Your Placenta

Placentas are a disposable organ that your body produces with the intention of discarding at the end of your pregnancy.  Each new pregnancy brings a new placenta that will feed your baby in the 40 weeks to come.  After 40 weeks, the function of the placenta can begin to diminish, and so your care provider may suggest you closely monitor the well being of both baby and placenta after that time.

One common misconception about placentas is that they shunt blood from the mother to the baby.  This actually isn’t true—in a healthy placenta there is no sharing of blood.  There are two sides of the placenta: the fetal and the maternal.  Each are composed of tissues exclusively from one or the other.  The maternal side of the placenta is embedded into the uterus and pulls nutrients from the mother’s blood supply the same way blood provides nutrients to all other organs.  The mother’s blood coats the fetal blood vessels in blood, and then gas exchange takes place.  No fluid is actually exchanged.

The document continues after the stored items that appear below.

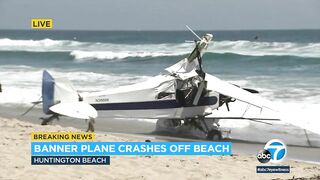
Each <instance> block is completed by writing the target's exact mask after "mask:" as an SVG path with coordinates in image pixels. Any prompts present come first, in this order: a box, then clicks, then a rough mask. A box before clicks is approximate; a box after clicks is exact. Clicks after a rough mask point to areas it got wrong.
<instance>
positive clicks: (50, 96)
mask: <svg viewBox="0 0 320 180" xmlns="http://www.w3.org/2000/svg"><path fill="white" fill-rule="evenodd" d="M54 104H55V103H54V79H53V77H52V76H51V75H50V74H49V73H48V71H46V70H44V71H43V73H42V110H43V112H44V113H45V114H53V112H51V111H50V110H49V108H50V107H51V106H53V105H54Z"/></svg>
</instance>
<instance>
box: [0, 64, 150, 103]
mask: <svg viewBox="0 0 320 180" xmlns="http://www.w3.org/2000/svg"><path fill="white" fill-rule="evenodd" d="M49 71H50V73H52V75H53V76H54V77H55V78H59V77H67V78H68V79H69V80H70V81H71V82H72V83H73V85H74V86H75V88H76V89H77V90H79V91H102V90H106V89H107V88H112V87H117V86H120V85H127V84H132V83H136V82H141V81H144V80H146V79H148V78H149V77H148V76H134V75H127V74H121V75H115V74H99V73H93V72H70V71H68V72H63V71H60V70H55V69H49ZM41 78H42V69H38V68H33V67H29V66H0V82H1V84H2V90H3V92H2V93H0V104H1V105H6V106H16V105H23V106H30V103H31V102H33V101H37V100H38V99H39V98H40V97H41Z"/></svg>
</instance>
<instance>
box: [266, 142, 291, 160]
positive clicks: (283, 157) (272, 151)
mask: <svg viewBox="0 0 320 180" xmlns="http://www.w3.org/2000/svg"><path fill="white" fill-rule="evenodd" d="M264 149H265V150H268V151H269V152H270V153H271V159H270V162H272V163H279V162H281V161H282V160H283V159H284V158H285V157H286V155H287V147H286V144H285V143H284V142H282V141H281V140H279V139H272V140H270V141H268V142H267V144H266V145H265V146H264Z"/></svg>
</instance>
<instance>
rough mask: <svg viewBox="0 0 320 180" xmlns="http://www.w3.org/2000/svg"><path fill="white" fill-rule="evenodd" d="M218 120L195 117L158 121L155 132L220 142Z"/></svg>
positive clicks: (221, 134) (163, 119)
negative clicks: (197, 137) (195, 137)
mask: <svg viewBox="0 0 320 180" xmlns="http://www.w3.org/2000/svg"><path fill="white" fill-rule="evenodd" d="M218 122H219V120H218V119H207V118H204V116H197V117H194V118H186V119H183V120H181V119H159V120H158V121H157V124H156V131H158V132H168V133H175V134H177V135H178V136H183V137H186V136H185V135H191V136H192V137H198V138H201V139H204V138H205V139H207V140H210V141H220V140H222V139H223V136H222V132H221V130H220V128H219V123H218Z"/></svg>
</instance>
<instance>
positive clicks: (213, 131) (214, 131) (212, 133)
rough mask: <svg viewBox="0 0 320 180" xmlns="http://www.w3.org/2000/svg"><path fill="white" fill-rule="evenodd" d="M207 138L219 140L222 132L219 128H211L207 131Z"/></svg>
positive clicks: (220, 136)
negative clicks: (215, 128)
mask: <svg viewBox="0 0 320 180" xmlns="http://www.w3.org/2000/svg"><path fill="white" fill-rule="evenodd" d="M207 139H208V140H211V141H220V140H221V139H222V134H221V132H220V131H219V130H216V129H212V130H211V131H209V133H208V135H207Z"/></svg>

Starting at the meeting point of the fetal and maternal sides of the organ, the fetal side has tiny blood vessels that eventually feed into the two arteries and one vain that make up the umbilical cord.  Once the baby and placenta are delivered and the cord is cut, your midwife will inspect the cord for these three vessels.  She will also inspect your placenta to make sure that it is healthy and intact, and that no pieces of it have remained in the uterus.

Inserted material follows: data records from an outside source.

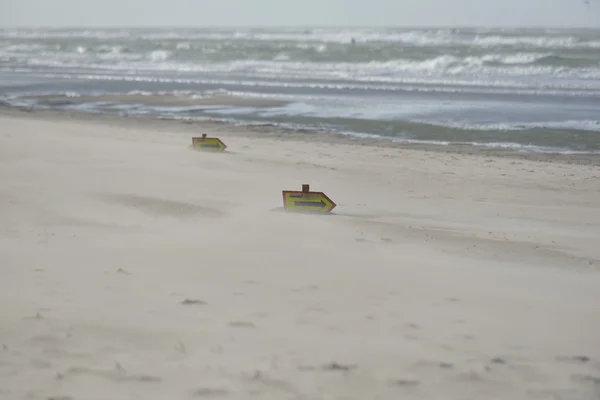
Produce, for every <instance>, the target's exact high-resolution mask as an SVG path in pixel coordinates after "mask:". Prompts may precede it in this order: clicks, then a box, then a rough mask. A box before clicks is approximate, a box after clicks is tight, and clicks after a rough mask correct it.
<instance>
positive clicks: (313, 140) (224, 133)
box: [0, 104, 600, 167]
mask: <svg viewBox="0 0 600 400" xmlns="http://www.w3.org/2000/svg"><path fill="white" fill-rule="evenodd" d="M0 115H2V116H5V117H18V118H22V117H25V116H27V117H28V118H34V119H42V120H63V121H64V120H76V121H85V122H92V123H102V124H111V125H115V124H117V125H119V126H123V125H125V126H137V127H139V126H140V124H141V125H146V126H152V128H153V129H161V130H171V129H172V128H173V127H177V130H178V131H181V132H182V133H183V132H186V133H192V134H199V133H210V134H219V135H223V137H227V136H238V137H246V138H252V139H261V138H269V139H277V140H285V141H311V142H315V143H326V144H351V145H358V146H365V147H371V148H389V149H398V150H407V151H425V152H433V153H443V154H457V155H468V156H479V157H502V158H510V159H517V160H527V161H534V162H545V163H562V164H577V165H587V166H594V167H600V155H599V154H589V153H587V154H578V153H536V152H520V151H515V150H511V149H497V148H484V147H478V146H474V145H466V144H465V145H459V144H447V145H445V144H433V143H432V144H427V143H408V142H394V141H393V140H392V139H383V138H378V139H366V138H358V137H350V136H347V135H344V134H341V133H336V132H326V131H312V130H288V129H285V128H282V127H275V126H272V125H235V124H231V123H227V122H222V121H210V120H208V121H189V120H176V119H167V118H157V117H149V116H133V115H130V116H122V115H111V114H97V113H91V112H85V111H71V110H42V109H36V108H31V107H15V106H10V105H5V104H0ZM198 129H200V131H198ZM249 133H259V134H258V135H254V134H249Z"/></svg>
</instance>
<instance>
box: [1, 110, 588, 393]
mask: <svg viewBox="0 0 600 400" xmlns="http://www.w3.org/2000/svg"><path fill="white" fill-rule="evenodd" d="M118 125H119V120H113V121H112V122H110V123H109V122H107V121H85V120H83V119H79V120H68V119H66V118H61V117H59V116H55V117H52V118H50V117H47V116H46V117H39V116H36V114H35V113H30V114H24V113H17V112H14V113H4V114H3V115H2V116H0V274H1V275H0V302H1V303H0V304H1V306H0V398H2V399H10V400H18V399H43V400H48V399H61V400H63V399H64V400H66V399H68V400H121V399H127V400H129V399H144V400H154V399H157V400H158V399H161V400H164V399H203V398H207V399H212V398H219V399H250V398H256V399H294V400H296V399H297V400H300V399H324V400H325V399H357V400H367V399H386V400H387V399H394V400H395V399H423V400H425V399H427V400H430V399H445V400H453V399H457V400H458V399H473V400H488V399H510V400H518V399H569V400H571V399H573V400H579V399H581V400H591V399H597V398H600V168H599V167H597V166H591V165H574V164H572V165H569V164H565V163H558V162H554V163H545V162H536V161H529V160H517V159H513V158H506V157H491V156H489V157H487V156H481V155H471V156H469V155H464V154H452V153H449V154H444V153H439V152H428V151H419V150H402V149H395V148H393V149H390V148H383V147H368V146H359V145H356V144H343V143H335V144H332V143H327V142H306V141H304V142H303V141H291V140H278V139H277V138H276V137H272V136H269V137H268V138H264V139H258V138H257V134H256V133H254V132H247V134H246V135H240V134H237V135H231V136H228V135H227V134H225V133H222V132H221V134H220V137H221V138H222V139H223V140H224V141H225V142H226V144H227V145H228V146H229V147H228V150H230V151H229V152H227V153H224V154H207V153H200V152H196V151H193V150H190V149H189V148H188V145H189V144H190V143H191V137H192V136H193V135H197V134H198V133H199V132H200V131H198V130H197V127H185V126H183V125H176V124H172V125H171V131H170V132H166V131H165V129H164V125H163V126H161V127H153V126H152V125H151V124H143V123H141V122H140V123H139V124H137V125H136V124H135V123H127V124H124V126H123V127H119V126H118ZM192 129H196V132H194V133H192ZM201 132H207V133H209V134H210V133H211V132H210V131H206V130H205V129H204V130H202V131H201ZM303 183H309V184H310V185H311V188H312V189H313V190H323V191H325V192H326V193H327V195H329V196H330V197H331V198H332V199H333V200H334V201H336V202H337V204H338V207H337V208H336V209H335V210H334V215H331V216H315V215H299V214H291V213H286V212H283V211H282V210H281V190H282V189H291V190H297V189H300V186H301V185H302V184H303Z"/></svg>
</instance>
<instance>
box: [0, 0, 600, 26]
mask: <svg viewBox="0 0 600 400" xmlns="http://www.w3.org/2000/svg"><path fill="white" fill-rule="evenodd" d="M588 1H589V3H590V4H589V5H587V4H586V3H585V0H0V25H2V26H17V25H20V26H23V25H25V26H41V25H43V26H190V27H203V26H286V25H295V26H298V25H300V26H310V25H313V26H314V25H362V26H373V25H386V26H407V25H421V26H439V25H444V26H446V25H460V26H587V27H598V28H600V0H588Z"/></svg>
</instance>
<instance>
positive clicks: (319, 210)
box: [281, 184, 336, 213]
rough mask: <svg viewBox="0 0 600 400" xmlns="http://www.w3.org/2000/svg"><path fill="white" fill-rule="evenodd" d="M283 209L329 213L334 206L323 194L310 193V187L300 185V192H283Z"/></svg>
mask: <svg viewBox="0 0 600 400" xmlns="http://www.w3.org/2000/svg"><path fill="white" fill-rule="evenodd" d="M281 193H282V195H283V208H284V209H285V210H286V211H303V212H316V213H330V212H331V210H333V209H334V208H335V207H336V204H335V203H334V202H333V200H331V199H330V198H329V197H327V195H326V194H325V193H323V192H311V191H310V186H309V185H307V184H304V185H302V190H301V191H296V190H283V191H282V192H281Z"/></svg>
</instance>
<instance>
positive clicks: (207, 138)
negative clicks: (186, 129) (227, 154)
mask: <svg viewBox="0 0 600 400" xmlns="http://www.w3.org/2000/svg"><path fill="white" fill-rule="evenodd" d="M192 148H193V149H197V150H205V151H224V150H225V149H226V148H227V146H226V145H225V143H223V142H222V141H221V139H219V138H209V137H206V135H202V136H201V137H194V138H192Z"/></svg>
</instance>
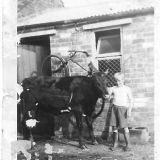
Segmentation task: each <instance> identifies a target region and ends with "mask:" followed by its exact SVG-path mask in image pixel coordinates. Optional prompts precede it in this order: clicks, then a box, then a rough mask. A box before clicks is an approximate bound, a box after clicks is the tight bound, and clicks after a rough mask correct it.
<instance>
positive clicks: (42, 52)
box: [18, 1, 154, 135]
mask: <svg viewBox="0 0 160 160" xmlns="http://www.w3.org/2000/svg"><path fill="white" fill-rule="evenodd" d="M113 2H114V3H111V2H110V3H108V4H106V3H105V4H97V5H93V6H92V5H91V6H84V7H80V8H61V9H58V10H54V11H48V12H46V13H44V14H41V15H38V16H36V17H33V18H31V19H28V20H26V19H25V21H21V22H19V23H18V34H19V37H20V38H21V44H20V45H19V50H18V54H19V55H20V58H19V61H18V64H19V65H22V61H23V63H25V64H26V61H27V59H29V58H27V57H29V56H31V55H32V56H33V54H30V52H32V53H35V55H39V56H41V55H40V54H43V56H42V58H41V59H43V58H44V56H46V55H48V54H58V55H61V56H66V55H67V54H68V53H67V51H68V50H71V49H76V50H85V51H87V52H88V53H89V55H90V57H89V58H86V57H85V56H77V58H76V61H77V62H78V63H80V64H82V65H83V66H84V67H85V68H87V64H88V62H89V61H90V60H92V61H93V62H94V64H95V65H96V67H97V68H98V69H99V70H106V69H107V68H109V72H110V76H112V75H113V74H114V73H115V72H117V71H122V72H123V73H124V74H125V83H126V85H128V86H130V87H131V88H132V90H133V95H134V99H135V106H134V108H133V118H132V119H131V120H130V126H132V127H147V128H148V129H149V132H150V134H152V135H153V133H154V7H153V5H152V4H151V3H143V4H140V3H138V1H135V3H129V2H125V3H122V4H118V7H117V5H116V4H117V1H113ZM35 45H36V47H35ZM45 47H47V48H48V49H46V48H45ZM42 48H45V49H42ZM26 50H27V53H28V54H26ZM44 52H45V53H44ZM22 55H23V56H22ZM24 57H25V58H24ZM34 57H36V56H34ZM24 59H25V60H24ZM28 62H29V60H28ZM28 64H29V63H28ZM33 64H35V67H30V66H28V65H27V64H26V68H25V67H23V68H24V69H22V68H21V69H19V70H18V77H19V78H18V80H19V82H20V81H21V80H22V79H23V78H25V77H27V76H29V75H30V73H31V72H33V71H34V70H36V71H38V68H39V67H38V64H37V60H36V59H35V61H33V58H32V65H33ZM36 65H37V66H36ZM22 72H23V75H22ZM24 72H25V73H24ZM75 74H78V75H79V74H80V75H85V74H86V72H85V71H84V70H82V69H80V68H78V67H77V66H73V65H72V67H71V75H75ZM109 81H110V82H109V84H110V85H113V82H112V78H110V80H109ZM107 110H108V105H106V108H105V111H104V112H103V113H102V115H101V117H99V118H98V119H97V120H96V122H95V132H96V134H101V133H102V131H103V130H104V128H105V120H106V115H107Z"/></svg>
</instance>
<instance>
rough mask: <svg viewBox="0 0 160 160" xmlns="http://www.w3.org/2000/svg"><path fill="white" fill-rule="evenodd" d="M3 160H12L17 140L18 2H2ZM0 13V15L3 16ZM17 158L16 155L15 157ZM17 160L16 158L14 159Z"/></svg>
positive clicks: (14, 1)
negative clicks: (17, 11) (2, 65)
mask: <svg viewBox="0 0 160 160" xmlns="http://www.w3.org/2000/svg"><path fill="white" fill-rule="evenodd" d="M1 6H2V9H3V10H2V12H1V13H2V19H3V26H2V27H3V28H2V37H3V41H2V47H3V48H2V63H3V70H2V76H1V77H2V82H3V88H0V89H3V97H2V98H3V104H2V112H1V114H2V128H1V134H2V143H1V145H2V146H1V148H2V151H1V152H2V154H1V159H2V160H5V159H7V160H11V159H13V157H12V149H11V148H12V143H13V142H15V141H16V140H17V93H16V83H17V1H15V0H6V1H2V5H1ZM1 13H0V14H1ZM14 156H15V155H14ZM14 158H15V157H14Z"/></svg>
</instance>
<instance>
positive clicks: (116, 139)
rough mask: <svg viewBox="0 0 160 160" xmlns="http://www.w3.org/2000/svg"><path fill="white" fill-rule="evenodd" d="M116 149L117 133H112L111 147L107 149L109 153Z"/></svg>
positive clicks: (115, 132)
mask: <svg viewBox="0 0 160 160" xmlns="http://www.w3.org/2000/svg"><path fill="white" fill-rule="evenodd" d="M117 147H118V132H113V147H110V148H109V149H110V150H111V151H114V150H115V149H116V148H117Z"/></svg>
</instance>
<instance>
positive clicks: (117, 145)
mask: <svg viewBox="0 0 160 160" xmlns="http://www.w3.org/2000/svg"><path fill="white" fill-rule="evenodd" d="M114 78H115V80H116V82H117V86H113V87H110V88H109V90H108V91H109V95H110V97H111V98H112V109H111V116H110V121H109V125H110V126H112V129H113V147H110V148H109V149H110V150H112V151H114V150H115V149H116V148H117V147H118V129H123V134H124V139H125V143H126V146H125V147H124V151H129V150H130V142H129V139H130V137H129V129H128V118H129V117H130V116H131V110H132V107H133V96H132V92H131V89H130V87H128V86H126V85H125V84H124V75H123V74H122V73H120V72H118V73H115V75H114Z"/></svg>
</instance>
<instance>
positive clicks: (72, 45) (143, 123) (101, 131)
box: [50, 15, 154, 135]
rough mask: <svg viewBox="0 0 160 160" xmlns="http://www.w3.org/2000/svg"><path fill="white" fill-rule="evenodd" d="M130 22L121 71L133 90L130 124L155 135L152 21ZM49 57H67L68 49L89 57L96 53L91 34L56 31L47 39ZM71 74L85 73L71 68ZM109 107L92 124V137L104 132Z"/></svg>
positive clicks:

Following the delivery of the placenta, your midwife will make sure that your uterus is contracting to be smaller and harder than it was when you still had a baby inside.  It is important to keep in mind that your placenta left a wound inside of you and to follow directions for taking care of yourself after your birth!

 

Literature Referenced

 

Salafia CM, Vintzileos AM. (1990). Why all placentas should be examined by a pathologist. American Journal of Obstetrics and Gynecology, 163(4 Pt 1), 1282–93.

 

Macpherson T. (1991). Fact and fancy: What can we really tell from the placenta? Archives of Pathology and Laboratory Medicine, 115, 672–81.

 

Yetter JF III. (1998). Examination of the placenta. American Family Physician, 57(5), 1045-1054.